A typical per production possibility
CURVE is shown below Define
ppc, what does the point 'h' and 'L'
In the diagram implies


Answers

Answered by susmita1996
0

A production possibility curve measures the maximum output of two goods using a fixed amount of input. The input is any combination of the four factors of production: natural resources (including land), labor, capital goods, and entrepreneurship. The manufacturing of most goods requires a mix of all four. Each point on the curve shows how much of each good will be produced when resources shift from making more of one good and less of the other.

The curve measures the trade-off between producing one good versus another.

I can't see any diagram here, though I explain in it in below..hope it will help u.

What the Shape of the Curve Tells You:

The production possibility curve bows outward. The highest point on the curve is when you only produce one good, on the y-axis, and zero of the other, on the x-axis.

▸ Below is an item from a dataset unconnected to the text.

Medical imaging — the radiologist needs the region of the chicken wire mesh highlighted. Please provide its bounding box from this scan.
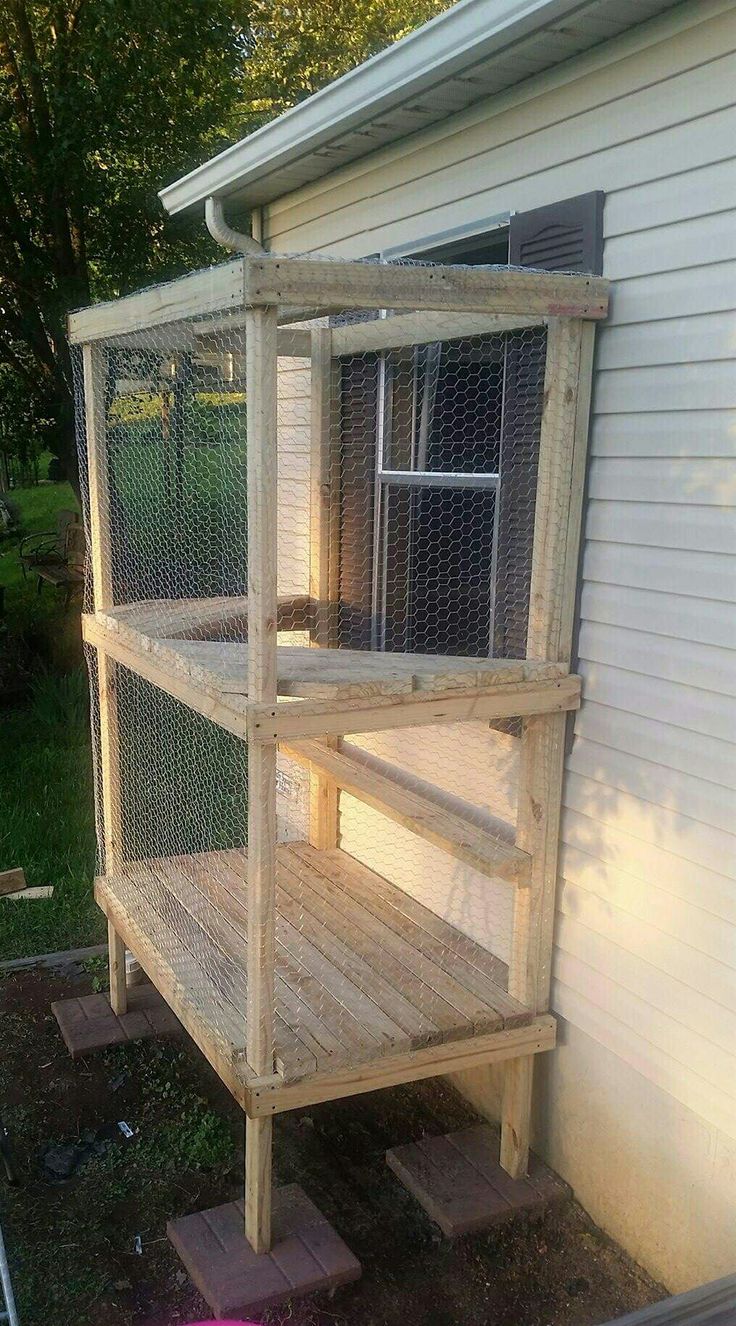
[76,258,559,1078]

The widest point is when you produce none of the good on the y-axis, producing as much as possible of the good on the x-axis.

All the points in between are a trade-off of some combination of the two goods. An economy operates more efficiently by producing that mix. The reason is that every resource is better suited to producing one good than another.

Society does best when it directs the production of each resource toward its specialty. The more specialized the resources, the more bowed out the production possibility curve.

The production possibilities curve is also called the PPF or the production possibilities frontier.

The PPF simply shows the trade-offs in production volume between two choices.

All choices along the curve shows production efficiency of both goods. Production points inside the curve show an economy is not producing at its comparative advantage. Conversely, production outside the curve is not possible as more of both goods cannot be produced given the fixed resources.

The PPF is a tool that displays the right proportional mix of goods to be produced. These ideal production volumes are at levels that would profit a company or economy, the most.